Рассудительность и ответственность не позволяли Монарху в вопросах управления государством доверяться скорым и «простым», а на самом деле безответственным решениям. Так было, например, с вопросом об отмене крепостного права.
Николай Павлович прекрасно осознавал, что это – моральное зло, что сам факт юридических прав на владение людьми – явление отжившее и недопустимое. Что, по его словам, этому «рабству» не должно быть места в мире.
Если бы вся проблема ограничивалась только стороной юридической, то нет никаких оснований сомневаться в том, что она была бы решена. Однако «крепостное право», формировавшееся не одно столетие, являлось составным элементом всей социально-государственной системы и затрагивало совокупность не только собственно аграрных, но и общественных отношений.
Простое «освобождение» крестьян от крепостной зависимости не принесло бы ничего, кроме деградации и крестьянства, и всего строя хозяйственной жизни. Юридическая «свобода», не связанная с предоставлением материальных способов ее обеспечения, стала бы огромным бедствием, каким она и явилась в тех западных странах, где крестьяне такую свободу обрели.
Юридическая свобода должна быть сопряжена с владением землей – главным источником существования крестьянина. Однако земля, сельскохозяйственная земля, уже имела владельцев, а потому было важно изыскать способы сделать крестьян свободными, но непременно с земельными наделами, при этом категорически исключив насильственный («революционный») способ перераспределения собственности.
Это была главная дилемма, стоявшая перед властью и лично перед Николаем Павловичем. Путь был один: выкупить землю и передать ее крестьянам. Однако это требовало колоссальных финансовых затрат, а таковых средств у государства не имелось.
Крепостное право сохранилось, но при Николае I было сделано очень много в деле изучения аграрного строя России и в деле его правового упорядочения. Никто из предшественников-императоров не сделал столько важного в этой области…
Николай Павлович первым из числа правителей-императоров ясно осознал то, что Россия – не просто Великая Империя, но что это – Православная Империя. Отсюда проистекали содержательно и совершенно иные, ранее неизвестные импульсы и мотивы, влиявшие на разные стороны внутренней и внешней политики страны.

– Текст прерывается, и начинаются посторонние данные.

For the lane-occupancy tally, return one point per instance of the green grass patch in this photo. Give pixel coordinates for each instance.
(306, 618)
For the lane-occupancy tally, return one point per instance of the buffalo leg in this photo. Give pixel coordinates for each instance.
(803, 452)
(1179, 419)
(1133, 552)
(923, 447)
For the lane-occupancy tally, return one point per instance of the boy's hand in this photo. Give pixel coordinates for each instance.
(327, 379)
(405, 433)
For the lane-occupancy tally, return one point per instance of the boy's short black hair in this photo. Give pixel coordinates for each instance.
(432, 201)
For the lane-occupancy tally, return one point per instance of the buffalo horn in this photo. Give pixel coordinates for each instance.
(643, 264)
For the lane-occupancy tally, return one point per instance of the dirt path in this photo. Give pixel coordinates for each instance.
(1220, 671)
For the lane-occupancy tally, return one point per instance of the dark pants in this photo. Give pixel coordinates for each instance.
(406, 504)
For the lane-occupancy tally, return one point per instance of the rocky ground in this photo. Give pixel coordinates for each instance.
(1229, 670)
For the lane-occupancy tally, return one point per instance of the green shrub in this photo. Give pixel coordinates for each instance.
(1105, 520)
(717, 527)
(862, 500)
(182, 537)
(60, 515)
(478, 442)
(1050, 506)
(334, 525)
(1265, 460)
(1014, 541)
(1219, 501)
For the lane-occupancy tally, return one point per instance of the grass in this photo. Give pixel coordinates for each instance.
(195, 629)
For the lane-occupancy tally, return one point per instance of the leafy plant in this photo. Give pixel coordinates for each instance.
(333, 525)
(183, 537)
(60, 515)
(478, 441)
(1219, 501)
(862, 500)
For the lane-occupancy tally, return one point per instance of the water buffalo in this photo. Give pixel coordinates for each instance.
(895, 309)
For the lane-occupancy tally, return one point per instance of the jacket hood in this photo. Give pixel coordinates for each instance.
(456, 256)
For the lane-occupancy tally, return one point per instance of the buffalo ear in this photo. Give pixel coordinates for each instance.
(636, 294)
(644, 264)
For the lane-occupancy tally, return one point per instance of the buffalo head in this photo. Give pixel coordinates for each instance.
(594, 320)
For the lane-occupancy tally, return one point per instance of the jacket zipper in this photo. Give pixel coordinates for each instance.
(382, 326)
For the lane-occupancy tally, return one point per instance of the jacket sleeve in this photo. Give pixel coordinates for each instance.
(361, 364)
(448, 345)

Николай I был, как точно выразился его биограф Н. Д. Тальберг (1886–1967), «человеком вполне русским». Но русским он был в силу того, что являлся человеком «вполне православным»[8]. Даже имя его оказалось совершенно необычным. Впервые в истории правящих династий на Руси он был крещен Николаем в честь высокочтимого Угодника Божия Николая Мирликийского.
Он любил Россию простой и полномерной любовью, и это сыновнее чувство никогда не имело никакой нарочито-патетической окраски. По-иному он жить и чувствовать не мог. Замечательно кратко выразил свою «монаршую русскость» в письме сыну Цесаревичу Александру Николаевичу в июле 1837 года: «Я стараюсь в тебе найти залог будущего счастья нашей любимой матушки-России, той, для которой дышу, которой вас всех посвятил еще до вашего рождения, за которую ты также отвечать будешь Богу!»
По словам хорошо его знавшей фрейлины Императрицы графини А. Д. Блудовой (1813–1891), добродетели и недостатки Императора являлись «большей частью именно добродетели и недостатки русского человека вообще, и хорошие качества у него, как и у народа, далеко превосходят дурные; в них нет, по крайней мере, ничего мелкого».
Графиня была совершенно права: сиюминутно-мелкого, личностно-суетного в делах и словах Николая Павловича отыскать невозможно. Он всегда смотрел на себя и свое предназначение как на священный долг – тяжелый, нежеланный, но и неоспариваемый; воспринимал личное служение как религиозное послушание.